All this is likely to be jeopardised by arming the police, and especially if they are supposed to be armed against the threat of militant Islamism. There’s already massive discontent amongst Black British about the ‘stop and search’ policy in London, which has seen a disproportionate number of Blacks stopped and harassed by the Fuzz as potential suspects, simply because of their ethnicity. If this attitude is transferred to Muslims, it will provoke similar levels of discontent amongst them. At the moment the authorities are helped by ordinary Muslims, who do report individuals or actions they find suspicious. This will be lost if Muslims believe they’re under suspicion, simply because of they’re faith, with the ordinary and moderate lumped in with the extremists. It’ll isolate those, who still want to help the authorities, who will risk being branded ‘chocolate Muslims’, the Muslim equivalent of the term ‘Uncle Tom’. And it may alienate some even further, driving them into extremism rather than away.

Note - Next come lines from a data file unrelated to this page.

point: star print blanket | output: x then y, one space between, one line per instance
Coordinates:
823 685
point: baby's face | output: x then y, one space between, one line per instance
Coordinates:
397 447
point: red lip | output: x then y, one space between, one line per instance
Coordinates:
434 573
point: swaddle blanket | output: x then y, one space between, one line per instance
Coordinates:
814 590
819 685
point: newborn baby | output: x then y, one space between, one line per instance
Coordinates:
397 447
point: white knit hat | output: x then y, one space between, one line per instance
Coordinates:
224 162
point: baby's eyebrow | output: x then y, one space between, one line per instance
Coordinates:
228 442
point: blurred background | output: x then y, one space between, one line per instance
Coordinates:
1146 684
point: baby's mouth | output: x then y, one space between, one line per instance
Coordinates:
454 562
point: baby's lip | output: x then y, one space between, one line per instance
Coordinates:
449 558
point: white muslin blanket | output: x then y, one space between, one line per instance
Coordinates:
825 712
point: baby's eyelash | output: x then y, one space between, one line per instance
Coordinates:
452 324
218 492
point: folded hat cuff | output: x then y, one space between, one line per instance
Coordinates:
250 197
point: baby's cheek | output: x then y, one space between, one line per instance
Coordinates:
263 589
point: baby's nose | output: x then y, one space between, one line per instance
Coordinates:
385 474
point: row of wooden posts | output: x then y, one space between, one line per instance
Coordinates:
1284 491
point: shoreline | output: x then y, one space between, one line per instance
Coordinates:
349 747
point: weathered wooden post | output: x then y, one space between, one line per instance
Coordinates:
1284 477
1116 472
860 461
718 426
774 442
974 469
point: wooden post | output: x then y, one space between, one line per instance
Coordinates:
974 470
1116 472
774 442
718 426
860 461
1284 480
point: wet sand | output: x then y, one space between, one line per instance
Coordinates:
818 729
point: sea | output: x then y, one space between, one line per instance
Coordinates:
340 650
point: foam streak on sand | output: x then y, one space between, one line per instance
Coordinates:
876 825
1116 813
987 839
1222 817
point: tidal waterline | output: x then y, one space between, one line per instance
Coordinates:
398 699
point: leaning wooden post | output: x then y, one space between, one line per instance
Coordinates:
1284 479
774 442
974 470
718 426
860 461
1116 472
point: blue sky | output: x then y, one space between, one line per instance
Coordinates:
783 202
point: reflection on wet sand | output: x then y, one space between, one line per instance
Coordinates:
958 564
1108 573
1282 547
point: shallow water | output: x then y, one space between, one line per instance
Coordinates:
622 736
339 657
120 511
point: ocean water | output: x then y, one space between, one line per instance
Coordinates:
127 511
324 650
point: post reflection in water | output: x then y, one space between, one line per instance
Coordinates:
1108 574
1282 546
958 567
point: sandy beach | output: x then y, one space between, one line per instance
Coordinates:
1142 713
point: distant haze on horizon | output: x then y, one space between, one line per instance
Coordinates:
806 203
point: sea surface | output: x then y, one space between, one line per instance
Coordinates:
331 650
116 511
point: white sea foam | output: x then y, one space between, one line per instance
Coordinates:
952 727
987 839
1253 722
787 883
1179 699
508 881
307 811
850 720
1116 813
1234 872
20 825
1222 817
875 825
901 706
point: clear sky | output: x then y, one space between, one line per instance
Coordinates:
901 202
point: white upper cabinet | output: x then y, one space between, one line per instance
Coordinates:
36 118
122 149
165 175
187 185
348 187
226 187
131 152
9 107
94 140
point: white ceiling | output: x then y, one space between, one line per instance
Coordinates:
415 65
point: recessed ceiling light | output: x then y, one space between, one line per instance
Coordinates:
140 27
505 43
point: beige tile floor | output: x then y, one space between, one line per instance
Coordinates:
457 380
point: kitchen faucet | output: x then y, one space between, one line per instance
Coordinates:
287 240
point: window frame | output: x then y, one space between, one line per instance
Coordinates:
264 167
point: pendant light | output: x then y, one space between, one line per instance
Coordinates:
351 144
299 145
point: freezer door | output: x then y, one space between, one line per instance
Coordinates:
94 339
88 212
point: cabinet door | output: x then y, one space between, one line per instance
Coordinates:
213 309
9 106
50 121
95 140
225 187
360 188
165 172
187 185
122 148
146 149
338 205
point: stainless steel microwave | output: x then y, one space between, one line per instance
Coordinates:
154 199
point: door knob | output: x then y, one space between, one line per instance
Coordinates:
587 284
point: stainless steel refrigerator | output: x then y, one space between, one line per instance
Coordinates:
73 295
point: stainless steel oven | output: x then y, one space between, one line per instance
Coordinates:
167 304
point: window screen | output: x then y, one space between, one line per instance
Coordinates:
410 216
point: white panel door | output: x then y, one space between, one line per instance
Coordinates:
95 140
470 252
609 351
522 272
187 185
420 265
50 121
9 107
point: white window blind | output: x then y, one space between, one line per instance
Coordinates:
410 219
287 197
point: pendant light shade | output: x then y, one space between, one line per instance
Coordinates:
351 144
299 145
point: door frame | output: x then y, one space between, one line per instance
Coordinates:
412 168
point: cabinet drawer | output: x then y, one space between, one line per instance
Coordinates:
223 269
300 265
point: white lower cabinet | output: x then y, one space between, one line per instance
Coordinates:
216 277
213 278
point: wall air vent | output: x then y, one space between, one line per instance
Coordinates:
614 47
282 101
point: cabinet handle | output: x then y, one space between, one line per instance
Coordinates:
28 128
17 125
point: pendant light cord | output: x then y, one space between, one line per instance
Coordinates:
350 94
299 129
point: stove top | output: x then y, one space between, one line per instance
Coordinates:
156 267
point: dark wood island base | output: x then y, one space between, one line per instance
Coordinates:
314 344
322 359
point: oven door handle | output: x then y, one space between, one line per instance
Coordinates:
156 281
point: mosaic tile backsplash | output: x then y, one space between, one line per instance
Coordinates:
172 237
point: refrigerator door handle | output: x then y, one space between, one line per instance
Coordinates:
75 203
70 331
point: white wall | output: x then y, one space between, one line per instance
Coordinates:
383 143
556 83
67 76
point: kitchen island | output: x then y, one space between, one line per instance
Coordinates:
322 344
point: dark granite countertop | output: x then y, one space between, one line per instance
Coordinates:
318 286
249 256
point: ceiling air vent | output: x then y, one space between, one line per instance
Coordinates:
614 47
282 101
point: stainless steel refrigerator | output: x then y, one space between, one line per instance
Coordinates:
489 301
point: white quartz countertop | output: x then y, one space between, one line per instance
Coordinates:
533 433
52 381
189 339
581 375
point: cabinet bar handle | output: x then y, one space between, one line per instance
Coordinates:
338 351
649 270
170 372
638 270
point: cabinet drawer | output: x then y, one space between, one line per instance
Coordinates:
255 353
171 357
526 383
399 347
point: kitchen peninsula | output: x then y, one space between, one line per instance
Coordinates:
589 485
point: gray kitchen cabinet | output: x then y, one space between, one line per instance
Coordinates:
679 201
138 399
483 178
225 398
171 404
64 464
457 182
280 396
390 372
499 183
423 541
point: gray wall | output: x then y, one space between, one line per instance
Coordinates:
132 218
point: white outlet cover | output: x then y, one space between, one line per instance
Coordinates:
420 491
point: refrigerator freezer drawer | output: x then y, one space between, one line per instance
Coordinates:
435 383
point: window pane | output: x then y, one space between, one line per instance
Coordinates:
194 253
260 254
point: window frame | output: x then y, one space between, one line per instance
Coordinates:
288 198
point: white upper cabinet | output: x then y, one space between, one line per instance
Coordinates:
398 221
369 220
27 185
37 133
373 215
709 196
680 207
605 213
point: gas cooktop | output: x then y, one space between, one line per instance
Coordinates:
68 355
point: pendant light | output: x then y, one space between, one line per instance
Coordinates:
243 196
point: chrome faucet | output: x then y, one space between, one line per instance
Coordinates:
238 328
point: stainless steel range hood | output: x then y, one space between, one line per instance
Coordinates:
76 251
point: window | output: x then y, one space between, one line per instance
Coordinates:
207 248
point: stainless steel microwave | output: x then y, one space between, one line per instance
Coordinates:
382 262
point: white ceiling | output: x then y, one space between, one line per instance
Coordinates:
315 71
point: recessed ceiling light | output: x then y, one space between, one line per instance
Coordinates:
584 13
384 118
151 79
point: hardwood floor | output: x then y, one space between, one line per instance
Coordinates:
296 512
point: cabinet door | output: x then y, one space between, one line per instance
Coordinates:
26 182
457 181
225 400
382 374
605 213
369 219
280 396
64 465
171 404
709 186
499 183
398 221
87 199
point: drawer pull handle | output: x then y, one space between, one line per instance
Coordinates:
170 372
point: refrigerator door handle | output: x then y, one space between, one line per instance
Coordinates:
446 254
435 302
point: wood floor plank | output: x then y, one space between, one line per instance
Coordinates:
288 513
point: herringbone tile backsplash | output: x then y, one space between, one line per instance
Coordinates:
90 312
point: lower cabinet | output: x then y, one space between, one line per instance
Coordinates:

And armed police in general are a real threat to freedom. The communist authorities in the Eastern bloc used military police units to clamp down on civil unrest and demands for democracy. And Putin is pretty much still doing it in today’s nominally democratic Russia. This government is all too willing to turn them into an authoritarian force. Remember the way the police were used to crush the miners’ strike in the 1980s? Blair and the Tories have passed successive legislation to ban and suppress protest marches and demonstrations, especially in front of parliament and Downing Street. There are any number of account of the cops using excessive force against marchers during riots. And one of the provisions in the government’s anti-trade union legislation, which fortunately didn’t get passed, was that strikers and picketers should have to give their names to the police. This was too much even for David Davies, on the Right of the Tory party, who declared it to be ‘Francoist’. And so it is.

The present government are highly authoritarian, and are doing everything they can to stifle dissent and democratic questioning of their authority. Given past examples, it’s absolutely certain that they will used an armed police force to suppress what remaining liberties we have. They’re pretty much Fascists already. They just wear business suits instead of black shirts and jackboots.